Der deutsche Jesuiten-Provinzial über den neuen Papst

"Jesuiten sehen sich als Diener"

Er ist der erste Jesuit auf dem Heiligen Stuhl ‑ Papst Franziskus. Der Provinzial der deutschen Provinz Pater Stefan Kiechle im domradio.de-Interview.

Pater Stefan Kiechle (KNA)
Pater Stefan Kiechle / ( KNA )

domradio.de: Der neue Papst ist Jesuit .
Stefan Kiechle: Ich war sehr überrascht, weil es das in der Geschichte noch nie gab und weil wir Jesuiten von unserem Auftrag her solche Ämter sicher nicht anstreben und nicht wollen und es schon sehr ungewöhnlich ist.

domradio.de: Haben Sie denn gefeiert, als die Entscheidung bekanntgegeben wurde?
Kiechle: Nein, gefeiert haben wir nicht. Wir haben uns gefreut, und fünf Minuten nach der Bekanntgabe klingelte schon das Telefon, und dann waren wir damit beschäftigt.

domradio.de: Wie haben denn Ihre Ordensbrüder sonst reagiert? Sie haben dann die Anfragen beantwortet, aber was haben Sie sonst noch getan?
Kiechle: Zunächst einmal waren wir wirklich alle sehr überrascht, und natürlich stellt sich für uns wie für alle Christen die Frage: Wer ist dieser Papst und wie wird er diese Aufgabe erfüllen? Und darüber haben wir uns ausgetauscht.

domradio.de: Ein Jesuit als Papst – in welcher Art und Weise könnte sich das jetzt auf Franziskus‘ Pontifikat auswirken?
Kiechle: Zunächst einmal ist der jetzige Papst ja schon 20 Jahre Bischof gewesen, und so lange ist er ja praktisch schon ausgeschieden aus dem Orden und ist eigenverantwortlich und hat da seine eigene Aufgabe. Die Prägung kommt eher von seiner Ausbildung her, die er vor Jahrzehnten vom Orden bekommen hat, und da spielen etwa unsere Spiritualität, unser Geist sicher eine Rolle, und das hat ihn sicher geprägt.

domradio.de: Interessanterweise hat der neue Papst sich ja jetzt nicht nach seinem eigenen Ordensgründer benannt, also nicht nach Ignatius von Loyola, sondern nach dem Ordensgründer der Franziskaner, dem Heiligen Franziskus.
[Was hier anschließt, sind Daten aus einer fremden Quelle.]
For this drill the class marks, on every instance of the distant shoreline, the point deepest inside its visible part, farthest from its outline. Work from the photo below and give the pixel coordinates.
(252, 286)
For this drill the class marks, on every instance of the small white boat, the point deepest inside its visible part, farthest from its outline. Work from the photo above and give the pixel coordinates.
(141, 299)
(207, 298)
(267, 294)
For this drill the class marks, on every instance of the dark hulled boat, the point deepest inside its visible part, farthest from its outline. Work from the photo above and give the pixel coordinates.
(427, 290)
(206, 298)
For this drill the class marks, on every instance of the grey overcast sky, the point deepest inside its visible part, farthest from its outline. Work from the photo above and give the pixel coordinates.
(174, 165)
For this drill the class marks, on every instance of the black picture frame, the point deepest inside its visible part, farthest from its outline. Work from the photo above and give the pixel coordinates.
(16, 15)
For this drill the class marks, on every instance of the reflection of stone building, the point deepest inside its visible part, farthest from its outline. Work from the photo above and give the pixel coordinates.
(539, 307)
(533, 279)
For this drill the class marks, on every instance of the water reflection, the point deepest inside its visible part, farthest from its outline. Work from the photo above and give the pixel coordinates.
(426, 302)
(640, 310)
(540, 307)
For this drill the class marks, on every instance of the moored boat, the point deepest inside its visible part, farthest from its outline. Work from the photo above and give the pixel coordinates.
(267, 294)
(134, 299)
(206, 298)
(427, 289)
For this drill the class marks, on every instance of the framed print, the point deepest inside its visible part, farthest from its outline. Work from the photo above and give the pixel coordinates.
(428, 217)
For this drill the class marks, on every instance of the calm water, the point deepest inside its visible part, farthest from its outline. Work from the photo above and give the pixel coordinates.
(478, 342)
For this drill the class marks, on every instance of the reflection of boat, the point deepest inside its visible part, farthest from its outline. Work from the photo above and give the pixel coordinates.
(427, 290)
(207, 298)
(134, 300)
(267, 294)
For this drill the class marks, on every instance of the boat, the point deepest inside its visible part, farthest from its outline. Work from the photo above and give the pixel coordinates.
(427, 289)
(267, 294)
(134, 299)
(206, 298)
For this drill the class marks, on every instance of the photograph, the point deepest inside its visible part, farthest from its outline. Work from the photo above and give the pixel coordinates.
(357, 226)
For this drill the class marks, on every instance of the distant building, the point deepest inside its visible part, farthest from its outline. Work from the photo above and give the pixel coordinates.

Erwartet uns da jetzt ein jesuitischer Papst mit franziskanischem Programm?
Kiechle: Das kann man vielleicht so sagen, und das hängt sicher auch damit zusammen, dass der Heilige Ignatius selbst im 16. Jahrhundert stark von Franziskus inspiriert war, also da gibt es eine innere Nähe zwischen diesen beiden großen Heiligen der Kirche. 

domradio.de: Der Vatikansprecher Lombardi hat gesagt: Jesuiten sehen sich als Diener, nicht als Autoritäten in der Kirche. Muss man denn jetzt befürchten, dass sich der neue Papst eventuell nicht durchsetzen kann?
Kiechle: Das glaube ich nicht, denn auch im Orden haben wir natürlich Autoritäten, es gibt Führung, wir sind sogar ein recht hierarchischer Orden. Der neue Papst war immerhin auch Provinzial der argentinischen Provinz, er war lange Erzbischof. Wenn Lombardi sagt, dass wir Diener seien, dann meint er, dass wir uns in der Regel natürlich von jemandem senden lassen und dann im Auftrag der Kirche irgendwo arbeiten und das als Dienst verstehen. Wir streben also Führungsämter nicht an, aber wenn sie uns sozusagen von höherer Stelle aufgetragen werden, dann nehmen wir sie auch an.

domradio.de: Was bedeutet das denn jetzt für die Jesuiten der deutschen Provinz, dass der Heilige Vater ein Jesuit ist?
Erzbischof Kiechle: Zunächst einmal ändert sich da nicht sehr viel – wir haben ja ein eigenes Papstgelübde, lassen uns vom Papst senden. Und da wird sicher das Verhältnis unseres Ordens weltweit mit dem Papst und dem Papsttum, mit dem Heiligen Stuhl sich vielleicht noch einmal neu justieren müssen. Was das bedeutet, kann man aber jetzt noch überhaupt nicht absehen.